Hah - that’s just where I was going to go! There’s a reason everyone who has ever worked in an office watches “Office Space” and recognizes every scene in it.
Anthony, as others have said, you’re going to run into this kind of thing pretty much everywhere you go. You have to figure out how to just tend to your own knitting, get what you need out of a job/career, and let the drama-queens and pork-barrellers have their drama without getting it on you. If you can find a boss who can see through all the bullshit and does the right thing, never let them go.
This is very good advice; you might think that being competent or better at your job is something supervisors will notice, but a much better plan is to keep on telling them what a star you are - “I finished that report you assigned me this morning, and I was planning on moving on to tomorrow’s meeting - that work for you?”
As far as nepotism goes, the fact is that a bad employee can cost you a fortune, or even destroy a company. Hiring a known element has real advantages for a company, and sometime the way you know someone is through family. Other times, not so much, but I’ve certainly seen it go that way as often as not.
Most personnel experts I’ve read think these days that this is terrible career advice. The argument they make is that most employers think if you’ve quit, you’ve either identified another job/source of employment or gotten so fed up with the company you’ve walked away. Either way, you’re probably not going to be an employee they want to keep from a morale standpoint no matter how good an employee you were. I can’t find any reason to disagree with that argument. So what it means is, no matter how good you were, they’re just going to show you the door. Talk about an expensive way of finding out how good you were at your job.
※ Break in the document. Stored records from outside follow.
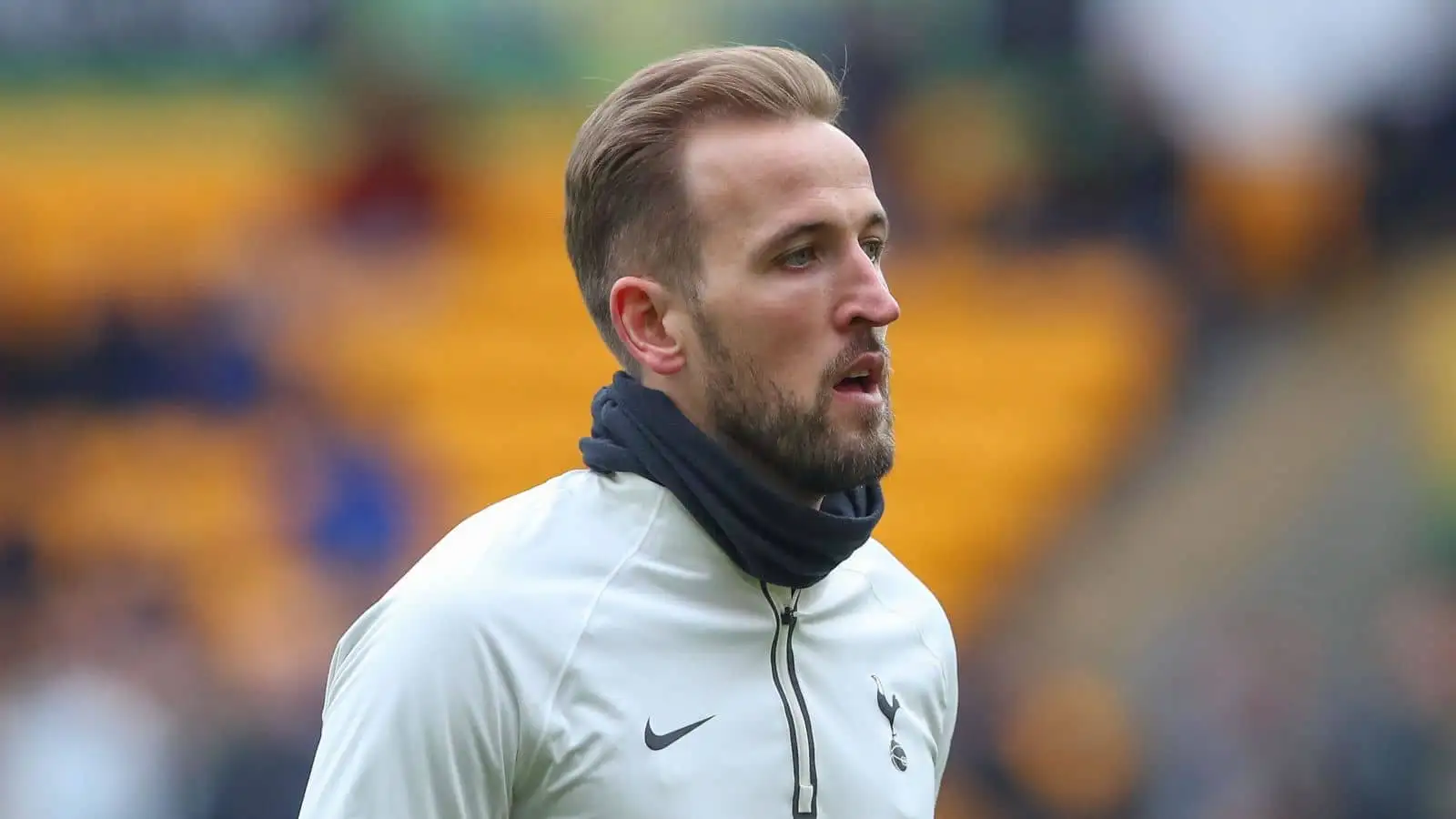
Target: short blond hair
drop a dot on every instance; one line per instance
(626, 205)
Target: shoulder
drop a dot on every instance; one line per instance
(905, 595)
(514, 583)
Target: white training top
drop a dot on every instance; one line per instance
(586, 651)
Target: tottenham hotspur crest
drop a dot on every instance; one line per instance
(890, 707)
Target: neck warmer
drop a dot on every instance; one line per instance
(766, 533)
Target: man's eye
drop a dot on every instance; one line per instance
(800, 258)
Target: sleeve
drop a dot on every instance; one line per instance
(951, 709)
(420, 719)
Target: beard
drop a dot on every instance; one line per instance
(798, 443)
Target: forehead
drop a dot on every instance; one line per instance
(750, 178)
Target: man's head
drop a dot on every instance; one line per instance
(727, 241)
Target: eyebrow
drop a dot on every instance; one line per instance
(875, 220)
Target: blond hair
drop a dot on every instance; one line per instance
(626, 205)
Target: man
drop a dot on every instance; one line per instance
(699, 624)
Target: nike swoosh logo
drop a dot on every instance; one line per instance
(660, 741)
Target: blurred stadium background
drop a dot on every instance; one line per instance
(283, 296)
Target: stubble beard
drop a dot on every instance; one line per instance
(798, 445)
Of course, I’ve seen companies hire a “known element” who proceeded to wreck their company (or at least wreck their department). A colleague of mine worked for a department where the AVP decided to ignore the hiring committee’s recommendations on an office manager and brought in her own candidate who she knew tangentially and “had been recommended to her by friends and relatives.” That was four years ago, and five people in the office (which only had eight people to begin with!) have now quit because of this office manager’s boorish, sexist behavior.
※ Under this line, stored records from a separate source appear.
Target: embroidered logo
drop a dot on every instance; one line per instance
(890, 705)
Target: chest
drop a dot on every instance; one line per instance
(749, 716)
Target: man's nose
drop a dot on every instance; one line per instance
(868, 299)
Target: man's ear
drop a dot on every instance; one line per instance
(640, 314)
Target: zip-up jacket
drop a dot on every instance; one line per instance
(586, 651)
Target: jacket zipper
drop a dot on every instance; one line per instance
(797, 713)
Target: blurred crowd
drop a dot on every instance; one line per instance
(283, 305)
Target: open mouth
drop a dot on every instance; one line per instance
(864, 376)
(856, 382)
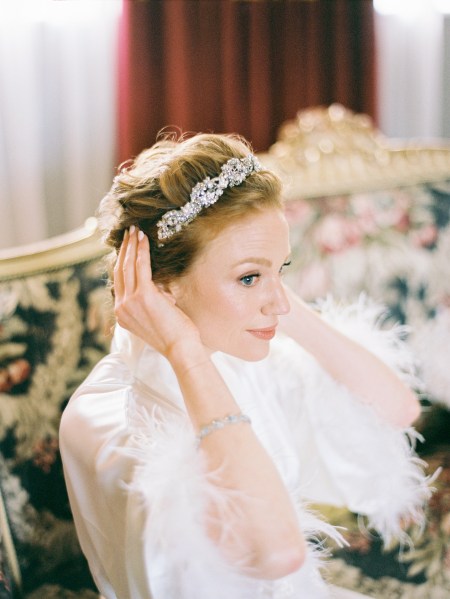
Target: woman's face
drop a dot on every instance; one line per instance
(233, 292)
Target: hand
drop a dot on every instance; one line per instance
(142, 307)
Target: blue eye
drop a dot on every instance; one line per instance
(284, 266)
(249, 280)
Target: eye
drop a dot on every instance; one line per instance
(249, 280)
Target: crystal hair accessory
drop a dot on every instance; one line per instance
(206, 193)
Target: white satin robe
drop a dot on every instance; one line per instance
(139, 488)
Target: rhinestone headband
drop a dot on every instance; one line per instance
(206, 193)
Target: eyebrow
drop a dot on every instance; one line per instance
(262, 261)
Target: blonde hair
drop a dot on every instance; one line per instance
(161, 178)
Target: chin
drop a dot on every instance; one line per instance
(249, 354)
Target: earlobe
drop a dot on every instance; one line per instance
(171, 290)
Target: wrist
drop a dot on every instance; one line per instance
(187, 354)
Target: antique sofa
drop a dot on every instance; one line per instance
(367, 215)
(370, 215)
(55, 324)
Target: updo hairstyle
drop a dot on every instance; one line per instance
(161, 178)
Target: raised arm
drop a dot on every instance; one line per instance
(270, 544)
(365, 375)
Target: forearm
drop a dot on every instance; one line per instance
(270, 544)
(352, 365)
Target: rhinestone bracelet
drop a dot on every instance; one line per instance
(219, 423)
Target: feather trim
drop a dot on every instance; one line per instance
(171, 485)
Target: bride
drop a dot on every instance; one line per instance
(226, 403)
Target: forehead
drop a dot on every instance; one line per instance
(263, 234)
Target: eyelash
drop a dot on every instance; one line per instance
(257, 275)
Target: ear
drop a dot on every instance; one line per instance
(172, 290)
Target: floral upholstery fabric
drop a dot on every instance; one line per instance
(54, 327)
(393, 245)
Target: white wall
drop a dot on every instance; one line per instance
(57, 114)
(413, 49)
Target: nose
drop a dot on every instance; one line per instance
(278, 302)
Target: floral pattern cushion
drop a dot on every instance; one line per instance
(54, 327)
(393, 245)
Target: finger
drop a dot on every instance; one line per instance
(143, 261)
(118, 267)
(129, 263)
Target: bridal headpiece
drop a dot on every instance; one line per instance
(206, 193)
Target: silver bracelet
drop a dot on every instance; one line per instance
(219, 423)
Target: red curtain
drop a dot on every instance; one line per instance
(239, 66)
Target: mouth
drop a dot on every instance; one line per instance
(265, 334)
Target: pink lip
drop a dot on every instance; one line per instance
(265, 334)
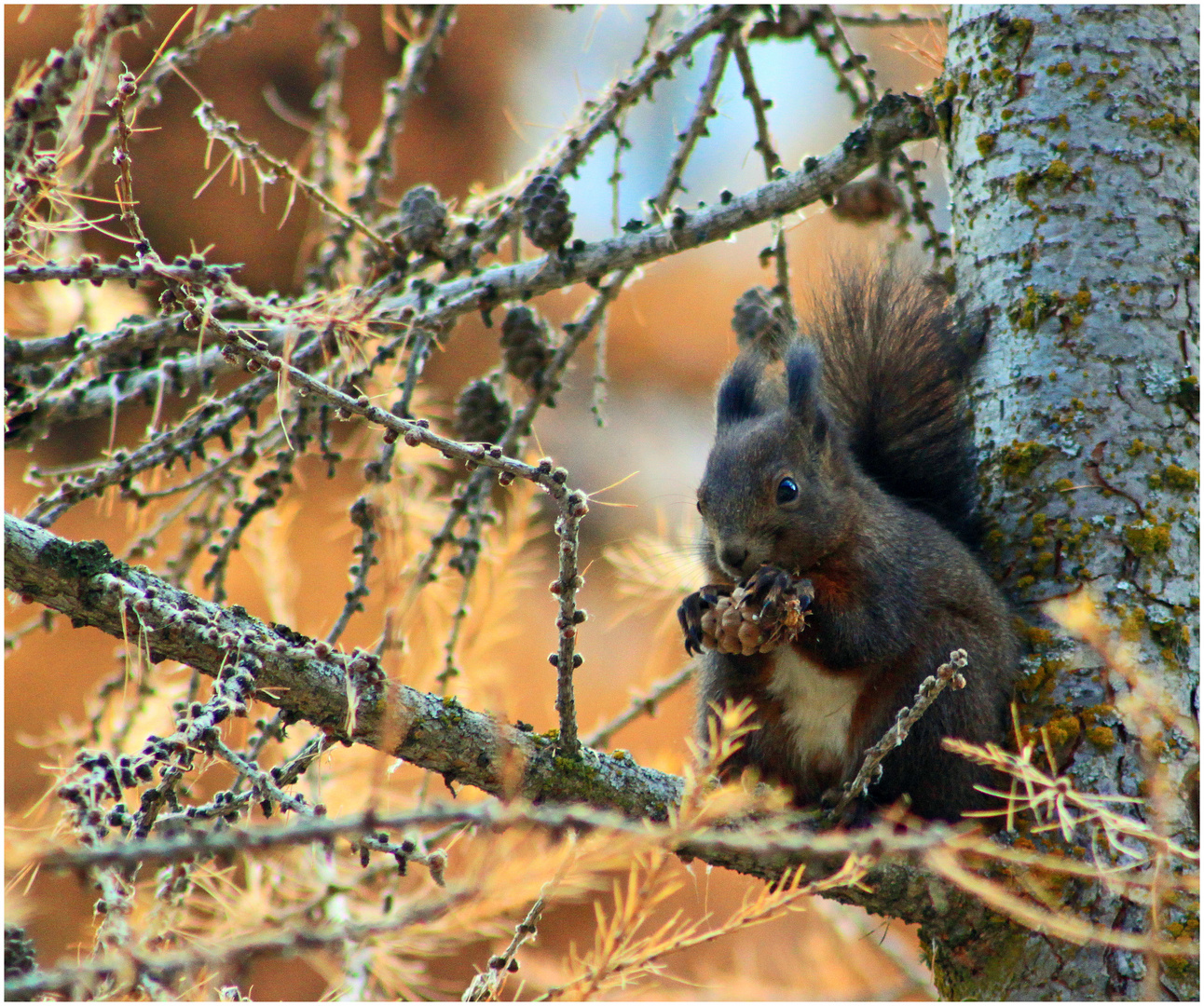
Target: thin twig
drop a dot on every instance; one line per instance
(906, 718)
(640, 705)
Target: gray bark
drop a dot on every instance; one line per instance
(1073, 137)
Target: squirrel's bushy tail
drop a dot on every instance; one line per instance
(896, 370)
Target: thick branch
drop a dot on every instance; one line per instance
(308, 681)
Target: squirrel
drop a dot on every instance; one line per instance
(852, 483)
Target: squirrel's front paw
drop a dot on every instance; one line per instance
(697, 617)
(763, 613)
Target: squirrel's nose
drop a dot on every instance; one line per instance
(733, 557)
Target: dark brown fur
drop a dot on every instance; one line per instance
(873, 431)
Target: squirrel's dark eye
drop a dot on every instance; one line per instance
(787, 491)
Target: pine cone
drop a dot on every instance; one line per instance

Just because someone’s a friend, or a friend of a friend, doesn’t mean they’re necessarily a good employee.
That’s not my experience as I’ve been offered much to not quit many times. So maybe ti is terrible advice for people who aren’t as good as they think they are. But then I don’t really take any great stock in what personnel experts (whatever those are) think.
And of course you don’t just walk out the door without explanation. You let them know you’re leaving not out of disgruntlement but because the opportunities haven’t come as fast, or the rewards weren’t as high, as you think were warranted.
But still, you’re quitting, so in the end it doesn’t matter if they try to keep you. That’s just an ego stroke. But I agree that quitting is never something to bluff with; if you say you’re leaving, you better be willing to leave. Only play chicken if you’re willing to die.
If there’s something you want and you think you deserve it. Ask for it. But if you don’t get it you have to be willing to leave because if you stay they have no reason to ever give it to you. If you just want stability and minimal career risk then keep your head down, figure out how to live with whatever recognition falls your way, and be good at what you do.
You don’t blindly rely on that, of course, but given two equal candidates, I’m going with the guy I personally know isn’t flaky.
Bang! Got it in one.
(I’ve no constructive advice for the OP, other than… yaknow… there is a whole other sector out there. Just sayin’…)
Until they start appreciating you, and assigning more work. THEN you keep the finished report on the desk until they ask for a progress report.